Today, there are at least three lists of would-be Cabinet members that the authorized and unauthorized politicians and the candidates themselves have compiled, purportedly, on Yushchenko’s commission. At least two hundred MPs have been in touch with various “centres of clout” to get assured they will be nominated as ministers. Some of them will, obviously, be disappointed later, when their ambitions fail to be achieved, which is bad, since the president will need their legislative support in implementing his electoral programme. Amazingly, these lists contain the names of candidates for the posts over which the president has an exclusive authority, such as the Foreign Ministry, Defence Ministry, State Tax Administration, Security Service, prosecutor General’s Office, State Property Fund.

Olexander Zinchenko, Yushchenko’s campaign manager, and Anatoliy Kinakh state that the team is still discussing the future Cabinet’s priorities and operation principles. Isn’t that incredible, given that the priorities should have been established before that campaign was launched on 4 July and the presidential candidate registered his platform with the CEC, while the principles should have been agreed upon before the “Force of People” coalition was announced? Moreover, Yushchenko voiced those principles some time ago: new faces in power, separation of business and public administration, a broad coalition of various political forces, openness and transparency, focus on social programmes, the priority of national interests over personal or corporate ones, etc.

The above statement is an attempt to conceal the team’s inability to reach a compromise. Some observers believe Viktor Yushchenko has taken a break in order to spur his allies to do that on their own accord, and to ascertain the need for his own involvement in the process. That may be true, but it does not explain why Yushchenko, having promised on 5 January to name the prime minister in a few days, has not yet done so. Ideally, right after the re-run of the second round he should have made a statement to the following effect: “I trust the future prime minister X to negotiate the Cabinet composition with our allies according to previously agreed quotas”. However, he did not do that. Instead, the coalition set up a working group, headed by Zinchenko and intended to help the potential candidates come to a consensus. It does not look like they have. Nor does it look like the working group managed to bring the Cabinet forming principles in conformity with those declared by Yushchenko during his campaign.
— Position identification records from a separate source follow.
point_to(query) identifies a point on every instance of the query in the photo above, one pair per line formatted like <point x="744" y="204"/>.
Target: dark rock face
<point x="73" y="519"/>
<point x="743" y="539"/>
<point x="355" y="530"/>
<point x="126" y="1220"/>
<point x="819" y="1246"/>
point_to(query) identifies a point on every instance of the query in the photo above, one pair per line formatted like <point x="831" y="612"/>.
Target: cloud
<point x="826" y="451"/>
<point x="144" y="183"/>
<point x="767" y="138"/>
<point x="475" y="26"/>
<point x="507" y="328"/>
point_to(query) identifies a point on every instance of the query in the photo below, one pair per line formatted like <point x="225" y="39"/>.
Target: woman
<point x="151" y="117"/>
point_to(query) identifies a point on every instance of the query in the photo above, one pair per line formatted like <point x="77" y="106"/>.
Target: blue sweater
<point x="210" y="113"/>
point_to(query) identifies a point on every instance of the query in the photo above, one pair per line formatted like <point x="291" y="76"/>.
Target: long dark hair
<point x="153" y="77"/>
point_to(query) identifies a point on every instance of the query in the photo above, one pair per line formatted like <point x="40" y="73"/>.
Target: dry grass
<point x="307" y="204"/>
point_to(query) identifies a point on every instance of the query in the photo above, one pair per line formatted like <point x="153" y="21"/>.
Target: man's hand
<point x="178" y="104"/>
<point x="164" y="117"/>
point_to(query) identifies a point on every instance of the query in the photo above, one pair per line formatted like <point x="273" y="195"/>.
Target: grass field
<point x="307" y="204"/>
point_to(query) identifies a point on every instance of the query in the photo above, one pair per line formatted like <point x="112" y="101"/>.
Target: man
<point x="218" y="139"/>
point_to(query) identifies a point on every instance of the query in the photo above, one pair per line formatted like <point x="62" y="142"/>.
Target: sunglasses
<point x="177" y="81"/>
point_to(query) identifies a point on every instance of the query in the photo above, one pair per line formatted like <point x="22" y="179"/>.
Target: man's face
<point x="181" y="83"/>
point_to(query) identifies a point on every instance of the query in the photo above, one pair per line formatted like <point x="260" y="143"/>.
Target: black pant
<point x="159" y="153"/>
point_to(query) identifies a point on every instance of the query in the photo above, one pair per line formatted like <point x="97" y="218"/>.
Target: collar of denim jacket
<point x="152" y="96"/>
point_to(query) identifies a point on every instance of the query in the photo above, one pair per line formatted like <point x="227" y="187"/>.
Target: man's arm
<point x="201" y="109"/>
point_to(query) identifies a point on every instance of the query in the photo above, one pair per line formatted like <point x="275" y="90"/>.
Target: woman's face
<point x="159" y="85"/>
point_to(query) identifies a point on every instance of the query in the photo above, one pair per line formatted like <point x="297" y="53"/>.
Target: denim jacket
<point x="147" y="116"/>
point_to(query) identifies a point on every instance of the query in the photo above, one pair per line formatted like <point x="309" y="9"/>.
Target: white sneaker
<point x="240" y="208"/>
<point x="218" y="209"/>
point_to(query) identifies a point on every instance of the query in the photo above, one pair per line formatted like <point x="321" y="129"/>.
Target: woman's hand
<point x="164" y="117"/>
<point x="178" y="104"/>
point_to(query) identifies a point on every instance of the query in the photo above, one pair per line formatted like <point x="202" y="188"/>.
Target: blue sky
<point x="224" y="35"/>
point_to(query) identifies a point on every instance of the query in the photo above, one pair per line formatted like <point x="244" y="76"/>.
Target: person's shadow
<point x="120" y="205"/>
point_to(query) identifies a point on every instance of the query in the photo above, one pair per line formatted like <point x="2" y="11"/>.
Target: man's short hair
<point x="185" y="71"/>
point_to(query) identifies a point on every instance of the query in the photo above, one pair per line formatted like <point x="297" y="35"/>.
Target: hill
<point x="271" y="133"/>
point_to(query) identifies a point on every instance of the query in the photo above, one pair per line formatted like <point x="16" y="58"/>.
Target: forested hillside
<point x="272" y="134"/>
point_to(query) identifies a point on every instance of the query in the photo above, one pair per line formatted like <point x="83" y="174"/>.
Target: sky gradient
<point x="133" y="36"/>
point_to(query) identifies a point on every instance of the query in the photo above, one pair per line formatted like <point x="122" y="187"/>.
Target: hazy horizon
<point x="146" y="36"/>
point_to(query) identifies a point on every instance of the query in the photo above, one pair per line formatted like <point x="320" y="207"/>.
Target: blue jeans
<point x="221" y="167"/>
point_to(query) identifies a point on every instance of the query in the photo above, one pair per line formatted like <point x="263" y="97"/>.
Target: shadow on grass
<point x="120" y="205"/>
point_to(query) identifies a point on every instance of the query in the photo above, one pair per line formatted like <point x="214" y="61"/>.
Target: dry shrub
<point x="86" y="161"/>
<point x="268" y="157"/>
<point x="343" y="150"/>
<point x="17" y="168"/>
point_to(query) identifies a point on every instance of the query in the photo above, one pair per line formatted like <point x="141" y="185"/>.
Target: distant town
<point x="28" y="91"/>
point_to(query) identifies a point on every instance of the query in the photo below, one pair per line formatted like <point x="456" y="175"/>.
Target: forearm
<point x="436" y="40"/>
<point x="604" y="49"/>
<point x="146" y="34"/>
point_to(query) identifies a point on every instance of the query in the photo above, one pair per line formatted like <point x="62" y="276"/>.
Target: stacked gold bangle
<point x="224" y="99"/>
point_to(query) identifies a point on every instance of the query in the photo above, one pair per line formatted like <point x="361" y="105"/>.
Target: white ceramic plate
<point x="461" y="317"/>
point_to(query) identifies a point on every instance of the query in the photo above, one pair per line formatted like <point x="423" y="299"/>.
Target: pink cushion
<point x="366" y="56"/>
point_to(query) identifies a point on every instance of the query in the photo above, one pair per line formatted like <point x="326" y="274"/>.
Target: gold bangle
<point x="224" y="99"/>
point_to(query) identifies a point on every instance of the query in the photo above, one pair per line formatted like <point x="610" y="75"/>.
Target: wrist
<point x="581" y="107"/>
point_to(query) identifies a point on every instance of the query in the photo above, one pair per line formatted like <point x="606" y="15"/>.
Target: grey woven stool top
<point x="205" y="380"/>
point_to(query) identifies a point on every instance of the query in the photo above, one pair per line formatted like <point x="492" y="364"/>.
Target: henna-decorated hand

Olexander Zinchenko and Petro Poroshenko maintain that the new government will not engage in “witch hunting”, which may account for their desire to invite Mykola Azarov into the new Cabinet, or let Sviatoslav Piskun remain Prosecutor General for an indefinite period of time. Yushchenko, however, underscored on several occasions that the key ministers and governors should not represent the old government. Deputy ministers or deputy governors who proved proficient, honest and able to deliver what is expected of them could keep their positions. As for the first persons in central public agencies or regional administrations, the question is why they participated in the vote-rigging by the executive authorities, why they did not resign then, but showed up in the Maidan amongst Yushchenko’s allies after he won.

Yushchenko seems to realize there is a problem. He also seems to apprehend that many professionals associated with the outgoing authorities can offer their valuable experience and expertise to the new government, and he must be looking for a way to accept this offer without losing face and credibility.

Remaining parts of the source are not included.